Broutilles vous dis-je, qui ne devraient en rien interférer dans les projets académiques du chauve le mieux camouflé du landerneau littéraire. Pourquoi donc l'Académie s'arrêterait-elle à de si basses considérations, elle qui n'a pas hésité in tempore non suspecto, comme disent les juristes, à décerner son Grand Prix du Roman à la championne toute catégorie du plagiat avéré, vérifié, estampillé et… immortalisé, grande admiratrice par ailleurs de Kadhafi, qui n'était pas immortel comme l'ont prouvé les événements.

Souhaitons donc au cher Patrick de rejoindre – enfin – cette cour des grands dont sans doute il a toujours rêvé. Je l'imagine tutoyant ses nouveaux amis et discutant littérature avec l'auteur du Passage et de La Princesse et le Président sous le regard à peine teinté d'ironie de Jean d'Ormesson, cependant que notre compatriote François Weyergans prendrait des notes, pour le cas où une panne d'inspiration le mènerait à puiser dans ses souvenirs la trame d'un futur opus.

Ayant eu la curiosité de m'informer sur les autres prétendants au fauteuil 40, je vous en livre bien volontiers la liste, fournie par l'Académie elle-même. Ils sont au nombre de huit. À savoir, outre l'illustre PPDA, les moins illustres Michel Carassou, Yves-Denis Delaporte, Michael Edwards, Olivier Mathieu, Thierry de Montbrial, Isaline Rémy, Joël Vergnhes. Vous ne les connaissez pas ? Rassurez-vous, moi non plus. J'ai donc sollicité mon pc, et voici ce que m'a révélé une recherche rapide.

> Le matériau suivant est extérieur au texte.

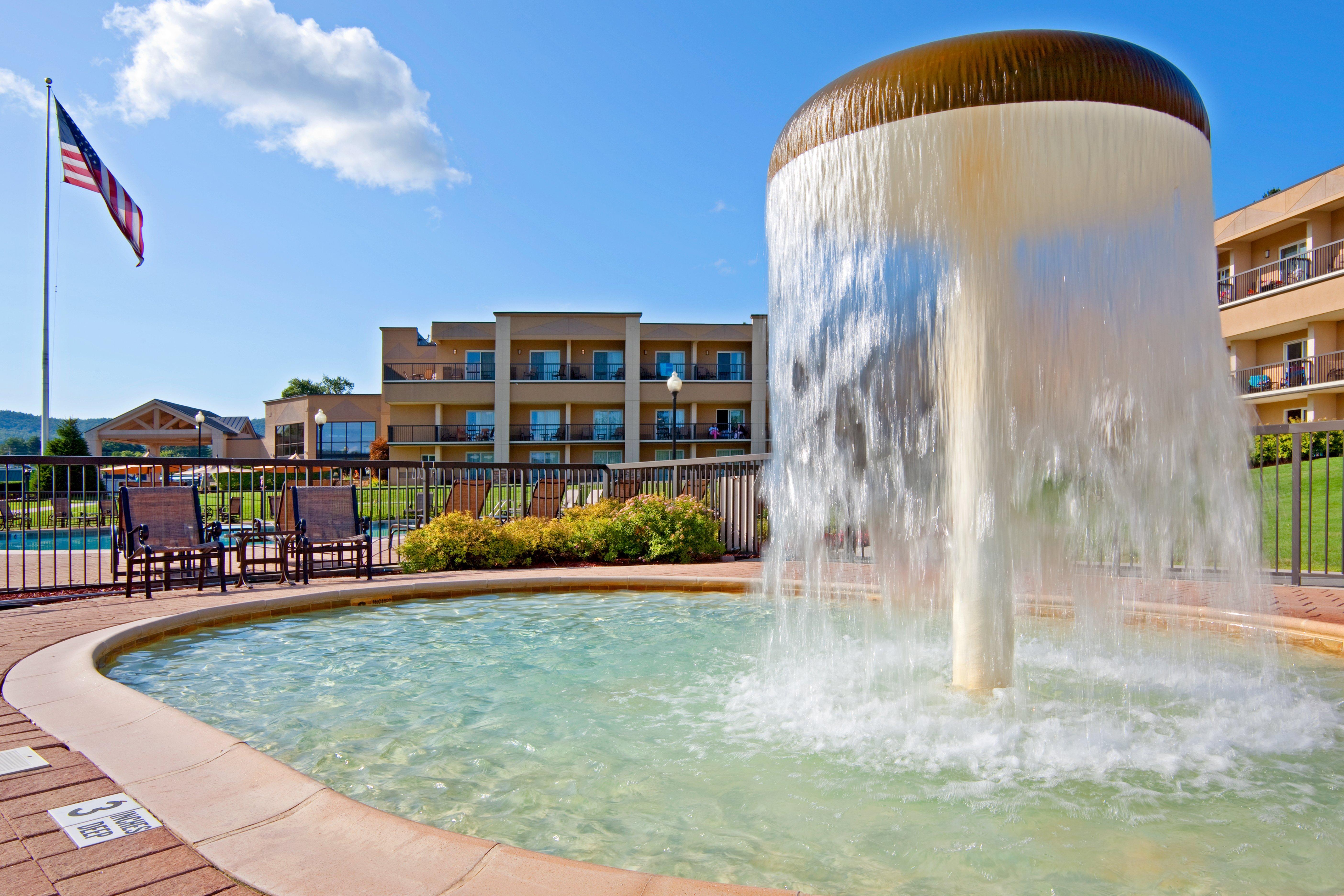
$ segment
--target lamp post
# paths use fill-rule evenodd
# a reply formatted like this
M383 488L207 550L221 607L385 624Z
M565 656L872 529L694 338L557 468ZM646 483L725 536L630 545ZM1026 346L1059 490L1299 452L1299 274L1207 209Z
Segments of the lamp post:
M681 377L672 368L668 377L668 391L672 392L672 497L676 497L676 395L681 391Z
M317 423L317 459L323 459L323 427L327 424L327 414L323 408L317 408L317 414L313 415L313 422Z

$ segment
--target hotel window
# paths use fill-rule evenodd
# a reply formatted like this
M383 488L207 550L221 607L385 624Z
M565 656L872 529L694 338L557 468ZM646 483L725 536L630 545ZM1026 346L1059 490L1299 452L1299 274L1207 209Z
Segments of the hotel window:
M653 352L659 376L672 376L672 371L685 379L685 352Z
M372 420L327 423L323 427L323 445L319 449L319 457L348 457L367 461L368 443L374 441L375 429L376 423Z
M625 379L625 352L593 352L593 379Z
M468 352L466 379L469 380L495 379L495 352Z
M1306 240L1284 246L1278 250L1282 278L1285 283L1296 283L1312 275L1312 257L1306 254Z
M276 457L304 453L304 424L285 423L276 427Z
M625 438L625 411L593 411L593 438L598 442ZM594 461L594 463L606 461Z
M747 364L746 352L719 352L719 379L741 380L746 379Z
M468 411L466 438L473 442L489 442L495 438L495 411Z

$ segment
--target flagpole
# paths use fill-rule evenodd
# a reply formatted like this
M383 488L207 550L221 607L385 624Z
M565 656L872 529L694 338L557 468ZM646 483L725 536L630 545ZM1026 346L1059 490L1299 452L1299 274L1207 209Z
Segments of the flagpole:
M42 453L51 439L51 78L47 78L47 196L42 216Z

Le premier est historien de la littérature et essayiste, le deuxième est poète et blogueur (j'ai toutes mes chances, je devrais peut-être poser ma candidature, moi aussi…), le troisième est professeur, critique et poète. Thierry de Montbrial me plaît bien car son nom a un parfum d'ancien régime tout à fait romantique qui ressemble à l'un de ces pseudonymes auxquels s'essayait le jeune Romain Gary dans La Promesse de l'Aube. En plus, il arbore sur sa page Wikipédia une belle tête qui ne dépare pas son patronyme. Dommage qu'il soit économiste. Nobody's perfect, n'est-il pas ? Isaline Rémy est un écrivain à peu près aussi célèbre que moi,  peut-être même un peu moins… Quant à Joël Vergnhes, eh bien, j'avoue que même Internet ne m'a rien appris à son sujet. 

PPDA a donc toutes ses chances, quels que soient ses innombrables démêlés avec la Justice et les casseroles qu'il traîne derrière lui. Lui, au moins, tout le monde le connaît. N'est-ce pas cela, finalement, l'essentiel aujourd'hui ?

Mais que fait Le Clézio ? me demanderez-vous. La réponse est simple. Il s'occupe de l'essentiel: la littérature.